Не определившись до конца со значением и смыслом наименований, разумеется, нелегко решить, следует ли отнести некий случай заболевания к истерии или к числу других (не чисто неврастенических) неврозов, между тем до области довольно распространенных смешанных неврозов еще не добралась рука систематизации, каковой надлежит расставить межевые столбы и выделить важные для их оценки признаки. Если по–прежнему диагностировать истерию в узком смысле по признаку подобия известным типичным случаям, то наименование случая фрау Эмми фон Н. истерией едва ли можно оспорить. Легкость ее бреда и галлюцинаций на фоне безупречной в иных отношениях умственной деятельности, метаморфозы личности и памяти в искусственном сомнамбулическом состоянии, потеря чувствительности болезненных конечностей, определенные данные анамнеза, боли в области яичников и проч. не оставляют сомнений в истерическом характере заболевания или, по меньшей мере, самой пациентки. И то обстоятельство, что вопрос этот вообще можно затронуть, обусловлено определенным характером данного случая, каковой позволяет отметить и одну общую закономерность. Как явствует из нашего «Предуведомления», напечатанного вначале, мы рассматриваем истерические симптомы как аффекты и остатки возбуждения, которое травмировало нервную систему. Подобные остатки не сохраняются, если первоначальное возбуждение было ослаблено за счет отреагирования и умственной работы. Тут уже невозможно не принимать в расчет количественные показатели (пусть и не поддающиеся измерению) и не трактовать этот процесс, исходя из того, что в ходе него суммарное возбуждение, поступившее в нервную систему, превращается в устойчивые симптомы, коль скоро оно не было употреблено в полной мере для действия вовне. Теперь мы полагаем, что при истерии значительная часть «суммарного напряжения» травмы превращается в чисто соматические симптомы. Именно эта особенность истерии долгое время не позволяла трактовать ее как психическое заболевание.

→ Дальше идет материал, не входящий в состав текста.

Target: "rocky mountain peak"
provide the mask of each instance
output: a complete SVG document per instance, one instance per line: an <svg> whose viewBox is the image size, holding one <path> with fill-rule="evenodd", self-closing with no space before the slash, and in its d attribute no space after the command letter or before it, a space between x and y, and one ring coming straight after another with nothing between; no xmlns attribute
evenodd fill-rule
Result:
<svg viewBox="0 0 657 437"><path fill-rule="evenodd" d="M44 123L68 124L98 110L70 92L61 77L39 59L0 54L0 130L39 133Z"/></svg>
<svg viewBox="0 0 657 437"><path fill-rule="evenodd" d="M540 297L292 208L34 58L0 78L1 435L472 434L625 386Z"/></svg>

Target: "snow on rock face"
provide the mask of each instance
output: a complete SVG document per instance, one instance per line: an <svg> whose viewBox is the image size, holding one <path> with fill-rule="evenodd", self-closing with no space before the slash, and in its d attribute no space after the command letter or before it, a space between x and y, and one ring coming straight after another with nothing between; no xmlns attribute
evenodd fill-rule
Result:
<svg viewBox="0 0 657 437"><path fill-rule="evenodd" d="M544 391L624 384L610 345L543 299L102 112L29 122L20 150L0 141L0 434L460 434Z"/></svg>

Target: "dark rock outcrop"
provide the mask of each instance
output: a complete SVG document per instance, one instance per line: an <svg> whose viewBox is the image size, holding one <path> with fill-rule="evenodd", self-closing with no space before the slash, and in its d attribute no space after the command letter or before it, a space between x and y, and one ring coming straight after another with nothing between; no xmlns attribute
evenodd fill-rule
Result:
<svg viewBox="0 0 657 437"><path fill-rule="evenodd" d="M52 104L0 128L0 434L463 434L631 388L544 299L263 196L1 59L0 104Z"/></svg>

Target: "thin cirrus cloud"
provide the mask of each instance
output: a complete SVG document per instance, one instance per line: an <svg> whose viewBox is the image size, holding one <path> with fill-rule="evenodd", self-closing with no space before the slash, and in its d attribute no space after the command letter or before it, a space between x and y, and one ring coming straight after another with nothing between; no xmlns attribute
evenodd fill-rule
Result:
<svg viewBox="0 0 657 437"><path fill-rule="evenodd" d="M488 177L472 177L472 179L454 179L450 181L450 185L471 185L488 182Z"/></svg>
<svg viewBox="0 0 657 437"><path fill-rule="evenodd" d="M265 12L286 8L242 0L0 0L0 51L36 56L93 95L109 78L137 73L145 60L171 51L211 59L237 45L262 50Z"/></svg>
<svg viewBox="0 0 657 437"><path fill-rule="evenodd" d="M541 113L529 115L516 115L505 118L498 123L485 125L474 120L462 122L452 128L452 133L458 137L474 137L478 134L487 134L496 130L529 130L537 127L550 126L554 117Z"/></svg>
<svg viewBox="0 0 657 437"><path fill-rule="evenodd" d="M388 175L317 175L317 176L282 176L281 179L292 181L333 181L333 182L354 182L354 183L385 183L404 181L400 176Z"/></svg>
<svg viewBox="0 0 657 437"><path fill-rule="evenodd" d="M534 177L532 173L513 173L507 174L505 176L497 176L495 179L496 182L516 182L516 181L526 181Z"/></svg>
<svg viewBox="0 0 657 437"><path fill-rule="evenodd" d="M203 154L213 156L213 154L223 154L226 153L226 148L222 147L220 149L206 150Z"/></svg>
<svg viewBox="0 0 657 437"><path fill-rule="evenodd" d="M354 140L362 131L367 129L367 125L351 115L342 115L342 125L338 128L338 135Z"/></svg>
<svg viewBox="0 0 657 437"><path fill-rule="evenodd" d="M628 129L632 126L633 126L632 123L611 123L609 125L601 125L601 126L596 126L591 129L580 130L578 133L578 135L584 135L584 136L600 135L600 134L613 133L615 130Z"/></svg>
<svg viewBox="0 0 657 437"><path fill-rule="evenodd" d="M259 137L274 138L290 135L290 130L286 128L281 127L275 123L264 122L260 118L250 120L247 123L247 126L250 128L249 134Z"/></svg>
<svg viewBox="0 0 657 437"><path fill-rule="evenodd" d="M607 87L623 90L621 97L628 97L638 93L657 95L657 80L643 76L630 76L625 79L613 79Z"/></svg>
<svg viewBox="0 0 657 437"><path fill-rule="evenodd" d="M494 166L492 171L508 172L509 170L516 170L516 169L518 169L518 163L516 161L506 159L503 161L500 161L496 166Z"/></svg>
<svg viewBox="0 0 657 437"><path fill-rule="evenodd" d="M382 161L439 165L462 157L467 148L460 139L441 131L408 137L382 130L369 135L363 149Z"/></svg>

Если мы ради краткости назовем характерное для истерии превращение психического напряжения в стойкие соматические симптомы «конверсией», то можно сказать, что в случае фрау Эмми фон Н. доля конверсии невелика, изначальное психическое возбуждение так и осталось в области психики, и нетрудно признать, что тем самым этот случай походит на другие неистерические неврозы. В иных случаях истерии конверсией определяется общий прирост раздражения, так что соматические симптомы истерии появляются на фоне совершенно нормального с виду сознания, хотя чаще происходит неполное превращение, при котором по меньшей мере часть сопровождающего травму аффекта остается в сознании в качестве составляющей настроения.